Eine externe Untersuchung der Missbräuche hatten am Wochenende Sylvie Perrinjaquet, Präsidentin der Westschweizer Anhörungskommission für Opfer von sexuellem Missbrauch in der katholischen Kirche (Cecar), und die katholische Theologin und Journalistin Jacqueline Straub gefordert.
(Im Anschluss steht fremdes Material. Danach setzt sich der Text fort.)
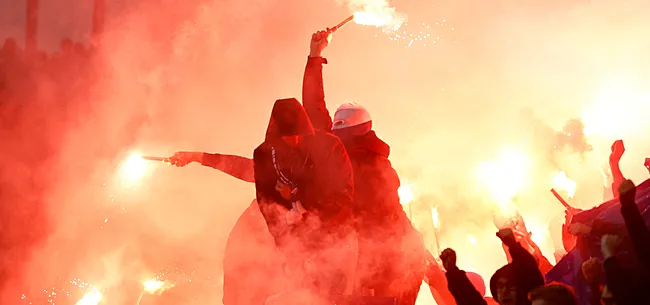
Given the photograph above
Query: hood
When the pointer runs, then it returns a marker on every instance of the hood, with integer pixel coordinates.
(368, 142)
(288, 118)
(506, 272)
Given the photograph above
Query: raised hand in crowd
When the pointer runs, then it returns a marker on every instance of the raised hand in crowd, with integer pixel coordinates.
(508, 238)
(448, 258)
(610, 245)
(183, 158)
(319, 41)
(579, 229)
(592, 270)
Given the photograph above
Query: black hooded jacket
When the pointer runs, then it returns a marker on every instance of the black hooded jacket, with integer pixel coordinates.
(318, 166)
(377, 208)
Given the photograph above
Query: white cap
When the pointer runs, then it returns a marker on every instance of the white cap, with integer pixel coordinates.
(350, 114)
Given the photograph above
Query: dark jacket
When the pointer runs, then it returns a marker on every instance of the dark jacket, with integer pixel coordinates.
(462, 288)
(318, 166)
(377, 208)
(629, 285)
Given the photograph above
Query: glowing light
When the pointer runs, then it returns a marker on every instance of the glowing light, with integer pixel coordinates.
(617, 110)
(435, 218)
(472, 240)
(505, 177)
(375, 13)
(133, 169)
(562, 182)
(91, 298)
(154, 286)
(373, 18)
(405, 193)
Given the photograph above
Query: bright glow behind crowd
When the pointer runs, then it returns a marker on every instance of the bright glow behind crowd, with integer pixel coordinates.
(192, 75)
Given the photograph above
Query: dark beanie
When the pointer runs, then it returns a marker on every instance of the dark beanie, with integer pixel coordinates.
(290, 118)
(506, 272)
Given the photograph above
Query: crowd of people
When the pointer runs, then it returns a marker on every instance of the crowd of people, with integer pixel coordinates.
(328, 195)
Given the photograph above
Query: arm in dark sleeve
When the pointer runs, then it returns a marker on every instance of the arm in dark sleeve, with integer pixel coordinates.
(313, 94)
(637, 232)
(600, 228)
(528, 275)
(618, 282)
(265, 193)
(239, 167)
(462, 289)
(617, 177)
(337, 182)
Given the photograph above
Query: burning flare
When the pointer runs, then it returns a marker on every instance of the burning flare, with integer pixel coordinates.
(504, 177)
(434, 217)
(562, 182)
(155, 286)
(375, 13)
(91, 298)
(405, 193)
(133, 169)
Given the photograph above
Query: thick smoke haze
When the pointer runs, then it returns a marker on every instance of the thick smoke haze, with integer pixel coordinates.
(202, 76)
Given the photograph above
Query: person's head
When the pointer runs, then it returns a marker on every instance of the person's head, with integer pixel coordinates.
(477, 282)
(606, 297)
(503, 285)
(289, 122)
(10, 46)
(66, 45)
(553, 294)
(350, 120)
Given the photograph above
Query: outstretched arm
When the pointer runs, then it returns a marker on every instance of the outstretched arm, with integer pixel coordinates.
(618, 148)
(313, 93)
(239, 167)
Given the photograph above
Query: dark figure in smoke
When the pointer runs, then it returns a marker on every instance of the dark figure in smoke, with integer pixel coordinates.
(251, 269)
(304, 185)
(392, 256)
(511, 284)
(303, 157)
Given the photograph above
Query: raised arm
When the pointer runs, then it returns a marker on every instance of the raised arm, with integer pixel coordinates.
(460, 286)
(525, 266)
(636, 227)
(313, 93)
(239, 167)
(618, 148)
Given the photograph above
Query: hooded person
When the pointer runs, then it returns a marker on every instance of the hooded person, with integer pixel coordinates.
(251, 271)
(288, 121)
(392, 255)
(511, 284)
(304, 187)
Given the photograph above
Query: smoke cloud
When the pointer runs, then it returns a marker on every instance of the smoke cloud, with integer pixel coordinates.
(202, 75)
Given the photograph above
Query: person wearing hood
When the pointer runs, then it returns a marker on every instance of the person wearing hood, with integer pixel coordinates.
(511, 284)
(251, 271)
(392, 255)
(304, 187)
(304, 190)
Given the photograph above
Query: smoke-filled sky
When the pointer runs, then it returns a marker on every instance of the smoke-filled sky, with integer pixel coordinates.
(203, 75)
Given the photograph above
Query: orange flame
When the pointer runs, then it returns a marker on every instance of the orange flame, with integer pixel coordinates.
(562, 182)
(155, 286)
(505, 177)
(91, 298)
(133, 169)
(405, 193)
(434, 217)
(374, 19)
(375, 13)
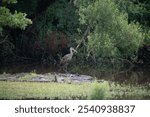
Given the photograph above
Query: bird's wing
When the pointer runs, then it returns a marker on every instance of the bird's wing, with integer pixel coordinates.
(65, 58)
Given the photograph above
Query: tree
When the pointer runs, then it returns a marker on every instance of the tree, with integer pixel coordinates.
(11, 20)
(111, 35)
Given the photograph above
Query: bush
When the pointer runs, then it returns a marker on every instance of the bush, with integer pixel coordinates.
(99, 91)
(111, 35)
Jacqueline Fehr schaltet Staatsanwaltschaft ein

  • Die Zürcher Justizdirektorin Jacqueline Fehr (SP) fordert eine strafrechtliche Aufarbeitung der Missbrauchsfälle in der katholischen Kirche. Sie hat der Staatsanwaltschaft einen entsprechenden Auftrag erteilt. Die Zürcher Staatsanwaltschaft soll nun mit den Kollegen aus den anderen Kantonen Vorschläge ausarbeiten, wie eine solche Untersuchung aussehen könnte, sagte Fehr in der Sendung «Rendez-vous» von Radio SRF1. Ob die Fälle noch strafrechtliche Konsequenzen haben werden, ist fraglich. Viele dürften verjährt sein. Ziel müsse aber sein, dass solche Fälle in der Kirche in Zukunft nicht mehr vorkommen, sagte die Justizdirektorin. Auch stelle sich die Frage, ob und wie vertuscht wurde. (sda)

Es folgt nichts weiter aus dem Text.